Brasil

Mais de 40% dos municípios brasileiros sofrem com inundações, aponta IBGE

Levantamento do IBGE mostra o efeito da ocupação desordenada do solo nas áreas urbanas

Juliana Braga
postado em 20/10/2011 07:42
Inundação em condomínio de Vicente Pires destrói ruas: segundo especialistas, falta planejamento na ocupação do solo
;Lá vem a chuva de novo;, constatou aflito o síndico da Chácara 43, na Rua 3 de Vicente Pires, Jarbas Paes Leme, ao ver, ontem, o céu de Brasília escurecer. Há mais de três anos à frente da administração do terreno, que abriga 120 famílias, ele já conhece a rotina devastadora das águas na região. Basta percorrer as ruas para reparar que quase todas têm o solo destruído. ;A água da chuva forma um rio que desce com muita força e leva tudo por onde passa;, afirma. Devido aos temporais dos últimos dias, Jarbas contabilizou um prejuízo de R$ 150 mil para recolocar todos os bloquetes soltos do piso, além de reconstruir muros e meios-fios. Segundo ele, os moradores se recusam a pagar taxa extra na fatura do condomínio porque sabem que não adianta consertar o local sem um projeto de melhoria que tenha a participação do governo.

Dados divulgados ontem pelo Instituto Brasileiro de Geografia e Estatística (IBGE) revelam que o problema das inundações não é exclusivo de Vicente Pires. Pelo contrário, é cada vez mais comum e grave no país. De acordo com o Atlas do saneamento, dos 5.564 mil municípios brasileiros, 40,8% enfrentavam o problema nos cinco anos anteriores ao levantamento, feito com dados de 2008. Pior, em 30% deles foram alagadas áreas nas quais isso não costumava acontecer.

O relatório do IBGE também aponta que, em 45% das cidades, os alagamentos foram associados à obstrução de bueiros e de bocas de lobo, enquanto em 43%, o problema é a ocupação intensa e desordenada do solo (veja quadro). Vicente Pires está na segunda categoria. ;É preciso que as cidades planejem quais serão os espaços de pavimentação e quais locais devem permanecer gramados;, sustenta o especialista em engenharia sanitária e professor da Universidade de Brasília (UnB) Sérgio Koide. Segundo ele, em determinadas regiões, mesmo que sejam feitas obras para melhorar as condições de saneamento, as iniciativas seriam apenas ;tapa-buraco;. ;Não tem como fazer escoamento em beira de rio, por exemplo. Há áreas em que não deveria morar gente;, diz.

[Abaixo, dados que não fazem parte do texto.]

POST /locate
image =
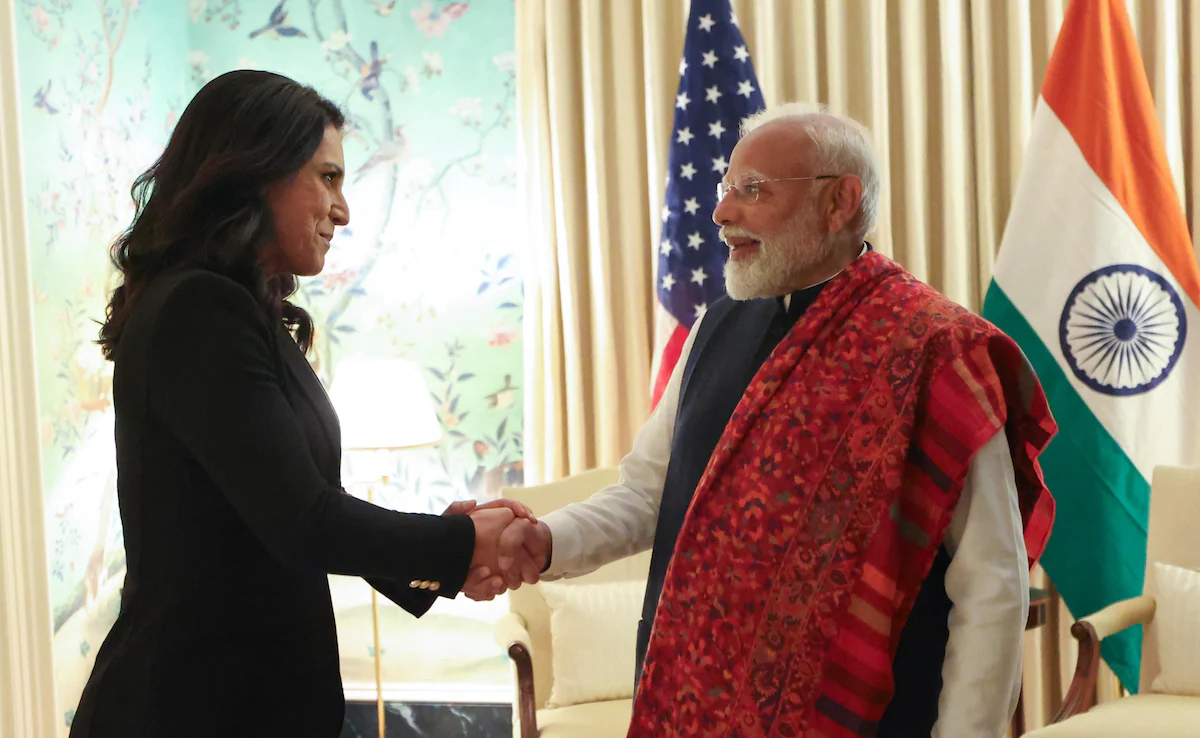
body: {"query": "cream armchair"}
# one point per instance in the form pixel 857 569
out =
pixel 1171 539
pixel 526 634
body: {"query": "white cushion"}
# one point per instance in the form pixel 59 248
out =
pixel 1177 619
pixel 1141 717
pixel 593 630
pixel 593 720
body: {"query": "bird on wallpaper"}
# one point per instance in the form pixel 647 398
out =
pixel 503 397
pixel 277 25
pixel 40 99
pixel 387 155
pixel 371 72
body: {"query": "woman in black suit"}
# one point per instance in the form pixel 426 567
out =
pixel 228 449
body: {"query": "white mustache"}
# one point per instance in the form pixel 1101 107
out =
pixel 732 232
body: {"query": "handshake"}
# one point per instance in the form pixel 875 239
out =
pixel 511 546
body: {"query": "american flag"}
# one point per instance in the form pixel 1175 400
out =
pixel 718 89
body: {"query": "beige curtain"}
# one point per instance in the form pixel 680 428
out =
pixel 948 89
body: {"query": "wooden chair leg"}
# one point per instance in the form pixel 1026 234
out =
pixel 1019 715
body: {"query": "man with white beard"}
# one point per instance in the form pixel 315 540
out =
pixel 840 483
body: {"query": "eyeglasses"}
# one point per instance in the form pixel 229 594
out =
pixel 749 192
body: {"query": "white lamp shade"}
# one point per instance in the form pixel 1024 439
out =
pixel 383 403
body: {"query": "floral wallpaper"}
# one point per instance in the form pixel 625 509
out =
pixel 429 268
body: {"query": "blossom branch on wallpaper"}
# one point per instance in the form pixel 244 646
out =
pixel 108 23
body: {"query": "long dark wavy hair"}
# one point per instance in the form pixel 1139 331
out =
pixel 203 204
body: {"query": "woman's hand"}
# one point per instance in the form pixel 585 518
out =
pixel 465 507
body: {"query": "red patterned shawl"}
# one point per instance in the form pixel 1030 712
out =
pixel 822 509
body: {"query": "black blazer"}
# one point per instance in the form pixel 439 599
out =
pixel 228 460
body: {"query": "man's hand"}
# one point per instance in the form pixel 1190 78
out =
pixel 487 580
pixel 525 550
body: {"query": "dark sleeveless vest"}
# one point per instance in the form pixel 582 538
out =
pixel 733 341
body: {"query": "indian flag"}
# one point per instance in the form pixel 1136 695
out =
pixel 1097 281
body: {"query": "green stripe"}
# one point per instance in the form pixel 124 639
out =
pixel 1097 550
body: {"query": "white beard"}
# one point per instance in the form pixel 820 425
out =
pixel 796 249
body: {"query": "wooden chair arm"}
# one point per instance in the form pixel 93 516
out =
pixel 514 637
pixel 1090 631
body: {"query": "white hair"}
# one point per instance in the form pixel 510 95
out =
pixel 841 145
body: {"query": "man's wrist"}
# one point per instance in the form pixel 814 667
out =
pixel 550 545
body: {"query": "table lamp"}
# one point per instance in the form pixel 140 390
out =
pixel 383 406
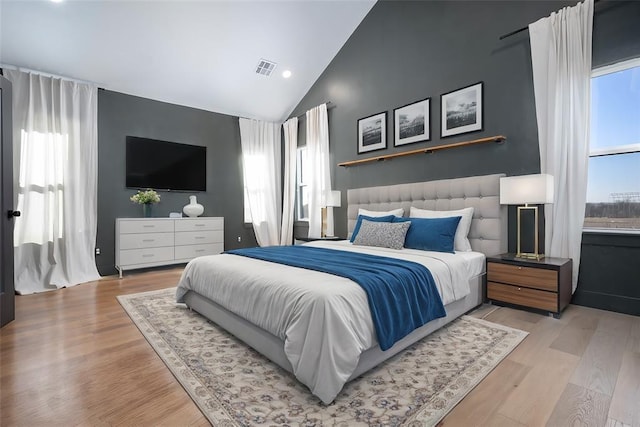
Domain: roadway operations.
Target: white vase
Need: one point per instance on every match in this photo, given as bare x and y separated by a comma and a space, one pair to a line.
194, 208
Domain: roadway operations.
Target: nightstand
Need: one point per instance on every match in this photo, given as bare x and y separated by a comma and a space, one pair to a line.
543, 285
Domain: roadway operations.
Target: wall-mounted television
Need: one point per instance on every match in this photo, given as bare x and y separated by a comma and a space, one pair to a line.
163, 165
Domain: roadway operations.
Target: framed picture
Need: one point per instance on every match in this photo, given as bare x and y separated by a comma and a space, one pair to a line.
411, 123
461, 110
372, 133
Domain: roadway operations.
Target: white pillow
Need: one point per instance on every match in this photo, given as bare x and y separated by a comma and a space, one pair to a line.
396, 212
460, 241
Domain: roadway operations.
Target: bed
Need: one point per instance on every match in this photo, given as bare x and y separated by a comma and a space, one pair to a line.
328, 343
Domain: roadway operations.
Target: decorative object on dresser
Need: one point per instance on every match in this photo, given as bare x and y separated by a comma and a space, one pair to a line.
541, 284
527, 189
146, 198
193, 209
412, 123
372, 133
461, 110
142, 243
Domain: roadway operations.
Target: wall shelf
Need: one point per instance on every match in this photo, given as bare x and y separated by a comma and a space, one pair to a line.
425, 150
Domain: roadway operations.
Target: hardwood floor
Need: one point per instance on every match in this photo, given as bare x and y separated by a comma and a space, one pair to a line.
73, 357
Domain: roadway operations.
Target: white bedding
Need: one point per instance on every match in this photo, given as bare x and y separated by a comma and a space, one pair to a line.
324, 320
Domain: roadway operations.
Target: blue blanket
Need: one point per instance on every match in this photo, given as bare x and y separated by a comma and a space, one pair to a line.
402, 294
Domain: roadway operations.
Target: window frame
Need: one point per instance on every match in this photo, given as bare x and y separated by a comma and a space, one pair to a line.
630, 148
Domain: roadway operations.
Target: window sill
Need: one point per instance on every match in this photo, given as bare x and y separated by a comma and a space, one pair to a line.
616, 231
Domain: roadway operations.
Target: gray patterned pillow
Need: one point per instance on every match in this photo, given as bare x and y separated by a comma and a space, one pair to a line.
382, 234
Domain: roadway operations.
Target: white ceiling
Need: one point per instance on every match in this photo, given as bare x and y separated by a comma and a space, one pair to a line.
201, 54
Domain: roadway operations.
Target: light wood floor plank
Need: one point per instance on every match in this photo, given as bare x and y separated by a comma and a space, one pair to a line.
534, 401
476, 409
579, 406
599, 366
625, 404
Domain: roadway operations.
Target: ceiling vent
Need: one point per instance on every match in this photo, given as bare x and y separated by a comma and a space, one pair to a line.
265, 67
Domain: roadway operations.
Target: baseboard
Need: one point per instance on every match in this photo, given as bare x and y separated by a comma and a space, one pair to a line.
617, 303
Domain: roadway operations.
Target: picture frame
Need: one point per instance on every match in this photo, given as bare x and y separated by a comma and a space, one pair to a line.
462, 110
372, 133
412, 123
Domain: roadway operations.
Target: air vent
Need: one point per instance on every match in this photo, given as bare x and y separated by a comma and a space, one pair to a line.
265, 67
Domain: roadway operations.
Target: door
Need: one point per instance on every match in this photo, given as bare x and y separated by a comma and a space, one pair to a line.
7, 292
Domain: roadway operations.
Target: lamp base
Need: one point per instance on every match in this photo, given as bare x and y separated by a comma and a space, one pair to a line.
526, 255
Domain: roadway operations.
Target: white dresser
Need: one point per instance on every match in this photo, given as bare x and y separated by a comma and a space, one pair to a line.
150, 242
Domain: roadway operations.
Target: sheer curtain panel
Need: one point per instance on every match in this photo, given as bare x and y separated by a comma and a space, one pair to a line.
261, 167
290, 128
56, 148
561, 58
319, 170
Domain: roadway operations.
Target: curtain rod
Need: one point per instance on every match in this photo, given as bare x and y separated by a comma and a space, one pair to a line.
329, 106
45, 74
504, 36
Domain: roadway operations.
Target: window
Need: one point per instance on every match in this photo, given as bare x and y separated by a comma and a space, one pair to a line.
613, 187
302, 187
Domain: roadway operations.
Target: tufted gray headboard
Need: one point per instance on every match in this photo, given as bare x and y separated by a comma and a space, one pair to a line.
488, 232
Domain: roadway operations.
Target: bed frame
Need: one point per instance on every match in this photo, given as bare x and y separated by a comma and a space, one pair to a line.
488, 234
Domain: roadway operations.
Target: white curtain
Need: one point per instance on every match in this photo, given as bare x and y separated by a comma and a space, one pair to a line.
261, 165
319, 169
290, 146
56, 145
561, 58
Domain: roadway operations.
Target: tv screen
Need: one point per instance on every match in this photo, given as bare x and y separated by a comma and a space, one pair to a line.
163, 165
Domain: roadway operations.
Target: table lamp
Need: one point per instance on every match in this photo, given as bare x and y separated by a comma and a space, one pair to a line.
524, 190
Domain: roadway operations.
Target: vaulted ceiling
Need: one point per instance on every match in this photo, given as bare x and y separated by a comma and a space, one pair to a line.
201, 54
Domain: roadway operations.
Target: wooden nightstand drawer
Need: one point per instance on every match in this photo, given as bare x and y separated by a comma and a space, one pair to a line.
523, 296
523, 276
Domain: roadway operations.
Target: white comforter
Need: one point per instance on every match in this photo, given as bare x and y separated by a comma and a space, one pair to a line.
324, 320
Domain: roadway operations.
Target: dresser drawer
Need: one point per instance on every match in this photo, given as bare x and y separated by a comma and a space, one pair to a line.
524, 276
199, 237
187, 253
146, 226
523, 296
145, 240
199, 224
141, 256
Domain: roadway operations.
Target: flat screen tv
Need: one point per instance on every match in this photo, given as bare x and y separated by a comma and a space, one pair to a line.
163, 165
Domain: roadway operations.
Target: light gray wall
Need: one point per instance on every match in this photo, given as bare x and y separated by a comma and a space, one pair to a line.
120, 115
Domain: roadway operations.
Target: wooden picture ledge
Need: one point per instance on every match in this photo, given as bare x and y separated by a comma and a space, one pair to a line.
425, 150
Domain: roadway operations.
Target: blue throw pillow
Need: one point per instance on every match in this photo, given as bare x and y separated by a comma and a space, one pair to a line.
431, 234
356, 229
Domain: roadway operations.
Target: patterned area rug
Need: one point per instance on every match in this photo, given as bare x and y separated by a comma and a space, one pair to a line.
234, 385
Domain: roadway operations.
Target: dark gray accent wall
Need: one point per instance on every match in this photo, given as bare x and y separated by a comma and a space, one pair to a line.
120, 115
404, 51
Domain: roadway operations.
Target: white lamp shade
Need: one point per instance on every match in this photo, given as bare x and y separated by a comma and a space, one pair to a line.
534, 189
334, 199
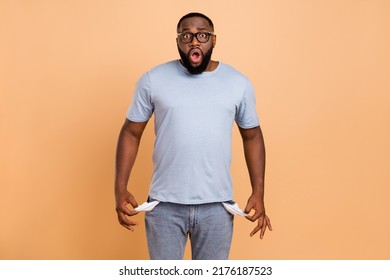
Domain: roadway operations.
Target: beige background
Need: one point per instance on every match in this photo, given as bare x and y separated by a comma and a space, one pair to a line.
321, 74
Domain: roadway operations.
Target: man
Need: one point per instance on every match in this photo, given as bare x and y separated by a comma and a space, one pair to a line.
195, 101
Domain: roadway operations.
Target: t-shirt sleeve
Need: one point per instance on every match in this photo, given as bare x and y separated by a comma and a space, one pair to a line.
246, 116
142, 107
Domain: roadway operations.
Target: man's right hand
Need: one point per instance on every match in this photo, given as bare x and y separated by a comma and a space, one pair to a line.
122, 200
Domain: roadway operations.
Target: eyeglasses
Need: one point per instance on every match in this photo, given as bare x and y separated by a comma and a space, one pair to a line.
202, 37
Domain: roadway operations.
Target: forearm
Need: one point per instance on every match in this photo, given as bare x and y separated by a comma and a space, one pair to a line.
127, 148
254, 151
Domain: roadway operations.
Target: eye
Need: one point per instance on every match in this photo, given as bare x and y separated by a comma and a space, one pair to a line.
186, 36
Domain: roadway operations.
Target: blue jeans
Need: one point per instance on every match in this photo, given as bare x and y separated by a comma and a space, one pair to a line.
208, 226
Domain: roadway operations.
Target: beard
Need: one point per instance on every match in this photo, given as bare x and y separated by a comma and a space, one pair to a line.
195, 70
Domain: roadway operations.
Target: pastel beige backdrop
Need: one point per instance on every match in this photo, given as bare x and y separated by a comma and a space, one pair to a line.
321, 74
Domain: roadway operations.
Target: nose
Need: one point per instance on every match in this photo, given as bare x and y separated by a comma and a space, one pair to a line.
194, 42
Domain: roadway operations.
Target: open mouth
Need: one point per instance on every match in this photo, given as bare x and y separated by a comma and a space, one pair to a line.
195, 56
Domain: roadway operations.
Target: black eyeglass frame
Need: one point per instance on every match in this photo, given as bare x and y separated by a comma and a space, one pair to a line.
196, 36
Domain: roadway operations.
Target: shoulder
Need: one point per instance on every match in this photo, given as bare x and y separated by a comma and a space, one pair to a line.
232, 72
164, 67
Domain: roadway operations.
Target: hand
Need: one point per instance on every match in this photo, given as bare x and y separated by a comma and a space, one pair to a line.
122, 200
263, 221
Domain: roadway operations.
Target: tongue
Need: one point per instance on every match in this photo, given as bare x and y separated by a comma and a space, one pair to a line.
195, 57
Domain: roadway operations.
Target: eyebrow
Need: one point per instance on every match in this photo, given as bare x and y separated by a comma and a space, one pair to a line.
188, 28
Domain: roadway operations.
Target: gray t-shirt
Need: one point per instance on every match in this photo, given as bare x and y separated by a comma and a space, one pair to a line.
193, 120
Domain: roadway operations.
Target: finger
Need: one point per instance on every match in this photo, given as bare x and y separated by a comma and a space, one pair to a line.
133, 202
262, 232
255, 230
126, 222
268, 223
248, 207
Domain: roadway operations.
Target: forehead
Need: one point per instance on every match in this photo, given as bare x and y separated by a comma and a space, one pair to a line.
197, 23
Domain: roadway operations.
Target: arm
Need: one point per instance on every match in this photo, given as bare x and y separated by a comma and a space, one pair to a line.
127, 148
254, 151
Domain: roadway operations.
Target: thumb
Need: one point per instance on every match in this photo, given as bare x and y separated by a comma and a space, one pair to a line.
132, 201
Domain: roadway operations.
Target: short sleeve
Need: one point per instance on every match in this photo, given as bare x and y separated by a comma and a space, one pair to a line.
142, 107
246, 116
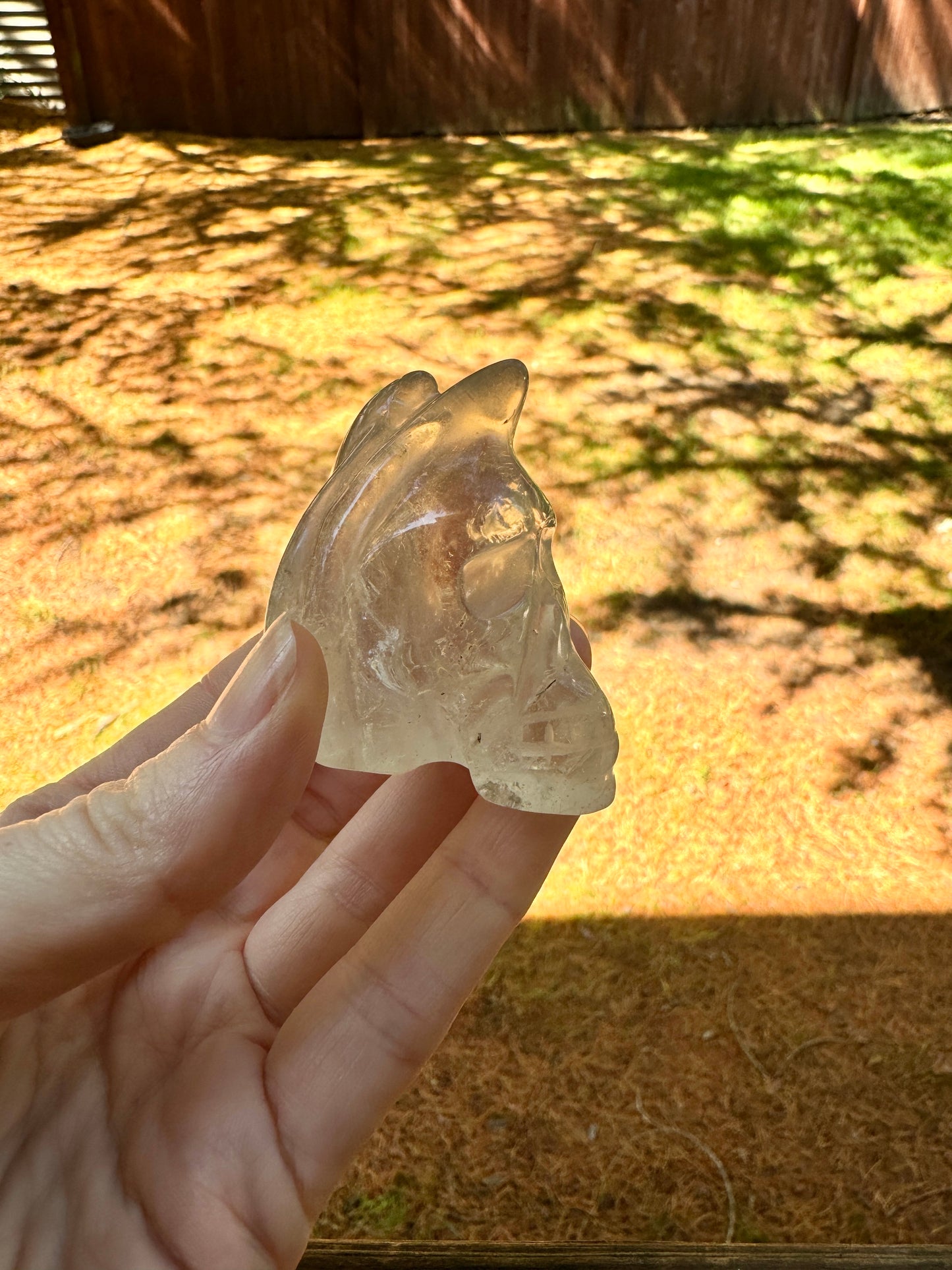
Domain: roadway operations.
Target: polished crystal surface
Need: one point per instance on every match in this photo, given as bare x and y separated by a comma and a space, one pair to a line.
424, 569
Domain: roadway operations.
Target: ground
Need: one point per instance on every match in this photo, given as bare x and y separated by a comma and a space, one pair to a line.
731, 1005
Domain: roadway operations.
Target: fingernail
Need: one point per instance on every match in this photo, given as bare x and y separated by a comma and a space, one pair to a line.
264, 675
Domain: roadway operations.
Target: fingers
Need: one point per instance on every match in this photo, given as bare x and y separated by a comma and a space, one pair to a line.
152, 737
301, 937
315, 922
360, 1037
121, 869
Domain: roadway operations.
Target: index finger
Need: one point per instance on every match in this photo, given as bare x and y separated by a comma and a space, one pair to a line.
364, 1030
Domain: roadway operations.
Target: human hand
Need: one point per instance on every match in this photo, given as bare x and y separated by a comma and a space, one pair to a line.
220, 964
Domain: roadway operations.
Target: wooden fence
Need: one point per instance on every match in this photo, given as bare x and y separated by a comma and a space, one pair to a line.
391, 68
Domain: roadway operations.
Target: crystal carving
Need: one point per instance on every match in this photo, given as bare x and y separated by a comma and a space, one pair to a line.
424, 569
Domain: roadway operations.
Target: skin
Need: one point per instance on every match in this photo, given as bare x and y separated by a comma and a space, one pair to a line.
221, 964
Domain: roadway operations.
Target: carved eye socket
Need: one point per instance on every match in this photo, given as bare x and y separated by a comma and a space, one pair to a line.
498, 578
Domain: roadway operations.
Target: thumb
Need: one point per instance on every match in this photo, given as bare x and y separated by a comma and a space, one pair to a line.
123, 868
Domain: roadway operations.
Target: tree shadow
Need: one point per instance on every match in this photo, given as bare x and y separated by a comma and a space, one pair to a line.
766, 309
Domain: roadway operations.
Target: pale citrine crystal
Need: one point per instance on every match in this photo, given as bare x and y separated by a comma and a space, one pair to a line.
424, 569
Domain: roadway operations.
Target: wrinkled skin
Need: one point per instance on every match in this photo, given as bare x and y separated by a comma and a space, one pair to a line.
424, 568
220, 964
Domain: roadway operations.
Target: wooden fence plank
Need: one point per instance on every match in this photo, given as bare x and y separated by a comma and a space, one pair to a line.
331, 1255
394, 68
904, 59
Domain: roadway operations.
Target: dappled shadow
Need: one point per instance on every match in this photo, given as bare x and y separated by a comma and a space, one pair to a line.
376, 69
767, 312
605, 1063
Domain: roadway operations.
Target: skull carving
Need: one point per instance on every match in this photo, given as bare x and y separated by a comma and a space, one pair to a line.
424, 569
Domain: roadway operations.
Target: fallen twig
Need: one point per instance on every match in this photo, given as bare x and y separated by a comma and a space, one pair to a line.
770, 1082
916, 1199
692, 1138
809, 1044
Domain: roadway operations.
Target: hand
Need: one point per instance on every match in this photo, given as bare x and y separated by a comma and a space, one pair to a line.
220, 964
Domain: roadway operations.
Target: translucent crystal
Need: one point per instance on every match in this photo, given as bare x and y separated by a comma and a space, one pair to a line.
424, 569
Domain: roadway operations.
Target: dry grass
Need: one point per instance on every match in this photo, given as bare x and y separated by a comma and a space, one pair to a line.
739, 404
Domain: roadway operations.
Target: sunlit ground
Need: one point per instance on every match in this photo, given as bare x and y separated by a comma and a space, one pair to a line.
739, 348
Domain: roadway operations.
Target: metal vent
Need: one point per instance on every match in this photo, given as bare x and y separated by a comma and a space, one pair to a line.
27, 59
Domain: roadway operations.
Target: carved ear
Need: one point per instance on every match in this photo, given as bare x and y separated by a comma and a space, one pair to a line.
386, 412
490, 399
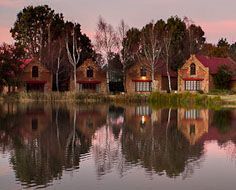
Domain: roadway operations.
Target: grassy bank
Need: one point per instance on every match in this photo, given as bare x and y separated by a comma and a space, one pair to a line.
156, 98
184, 100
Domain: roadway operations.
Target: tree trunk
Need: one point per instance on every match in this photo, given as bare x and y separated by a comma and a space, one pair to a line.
75, 79
153, 77
167, 72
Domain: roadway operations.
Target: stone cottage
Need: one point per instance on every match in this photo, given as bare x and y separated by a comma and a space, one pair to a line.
90, 78
35, 76
138, 78
198, 72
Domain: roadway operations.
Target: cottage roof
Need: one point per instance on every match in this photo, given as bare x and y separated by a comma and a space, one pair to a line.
161, 69
25, 62
213, 63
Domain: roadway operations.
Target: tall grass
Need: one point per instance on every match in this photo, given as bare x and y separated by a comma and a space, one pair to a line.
155, 98
183, 100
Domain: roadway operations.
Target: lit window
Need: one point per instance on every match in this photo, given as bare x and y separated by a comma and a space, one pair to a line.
192, 129
35, 72
143, 72
34, 124
90, 72
192, 69
192, 85
142, 86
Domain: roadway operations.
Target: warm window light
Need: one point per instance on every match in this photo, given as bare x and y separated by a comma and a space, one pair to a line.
143, 77
143, 120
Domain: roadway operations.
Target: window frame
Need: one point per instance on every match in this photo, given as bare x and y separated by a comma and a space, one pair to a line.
193, 69
143, 72
35, 72
89, 72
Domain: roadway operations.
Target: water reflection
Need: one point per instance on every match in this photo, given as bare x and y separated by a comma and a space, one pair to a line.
46, 140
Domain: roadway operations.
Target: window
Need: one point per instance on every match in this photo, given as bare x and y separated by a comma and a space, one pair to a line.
35, 72
192, 69
90, 72
192, 129
34, 124
89, 86
192, 85
142, 86
143, 72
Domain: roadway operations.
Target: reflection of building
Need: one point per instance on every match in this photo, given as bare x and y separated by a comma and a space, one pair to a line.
35, 120
193, 123
139, 116
89, 118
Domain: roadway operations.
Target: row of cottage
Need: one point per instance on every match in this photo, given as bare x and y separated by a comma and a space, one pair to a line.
195, 75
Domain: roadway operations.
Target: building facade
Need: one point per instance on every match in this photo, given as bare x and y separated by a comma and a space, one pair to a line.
198, 72
90, 78
139, 80
35, 77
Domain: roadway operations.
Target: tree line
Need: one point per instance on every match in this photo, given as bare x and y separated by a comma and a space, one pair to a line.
61, 46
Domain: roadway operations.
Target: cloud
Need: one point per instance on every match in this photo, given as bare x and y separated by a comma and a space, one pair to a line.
214, 30
5, 35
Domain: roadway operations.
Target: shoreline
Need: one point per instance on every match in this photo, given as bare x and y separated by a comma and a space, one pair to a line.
156, 99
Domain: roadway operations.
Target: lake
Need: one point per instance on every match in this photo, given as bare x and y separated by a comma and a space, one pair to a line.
135, 147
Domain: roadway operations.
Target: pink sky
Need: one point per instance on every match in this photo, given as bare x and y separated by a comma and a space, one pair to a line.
216, 17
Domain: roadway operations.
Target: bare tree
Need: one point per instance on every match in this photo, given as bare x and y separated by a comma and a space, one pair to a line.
151, 46
106, 42
73, 56
166, 50
123, 47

Koide avalia que, por mais que tenham ocorrido mudanças climáticas nos últimos tempos, a principal causa do problema é a intervenção humana. ;As mudanças climáticas são sentidas mais a longo prazo. Com certeza, a área impermeabilizada do solo cresce muito mais rápido do que o volume das chuvas;, diz. A situação ainda é agravada, segundo o especialista, porque o poder público não prioriza essas obras, que costumam ser caras.

No caso do condomínio de Jarbas, há um jogo de empurra porque, apesar do pagamento do IPTU, e da água e da luz, a Companhia Urbanizadora da Nova Capital do Brasil (Novacap)alega o fato de a ocupação ser irregular para não enviar equipes que possam reparar os estragos da chuva. ;Eles dizem que não podem fazer nada porque o Ministério Público cobra explicações. Mas pagamos todos os impostos. Isso não faz sentido;, protesta Jarbas.

Loteamentos
A solução, de acordo com Koide, seria um planejamento eficiente da ocupação urbana. ;Não se pode permitir que determinadas áreas recebam loteamento. É preciso estabelecer qual é a taxa máxima de ocupação dos lotes;, explica.

O IBGE apontou outro problema, que atinge 47,8% das cidades e que é negligenciado pelas prefeituras: a falta de rede de coleta de esgoto. Segundo a engenheira civil da Universidade Estadual de Campinas (Unicamp) Eglê Novaes, essas não são obras complicadas de serem executadas, mas são dispendiosas. ;Além de caras, elas ficam enterradas. Ou seja, não dá para colocar uma plaquinha para inaugurá-las. Muitos prefeitos se desinteressam;, explica.

Eglê explica que os altos custos envolvem todos os processos das obras. Em áreas já ocupadas, por exemplo, é necessário abrir as ruas, fazer as ligações do encanamento com os domicílios e, em alguns casos, fazer até estações elevatórias. Por lei, a tubulação precisa ficar entre 1,2m e 6m abaixo do solo, o que varia de acordo com a topografia. Ainda assim, segundo a especialista, as dificuldades são mais legais do que técnicas. ;É necessário conseguir licenças e isso pode demorar;, explica.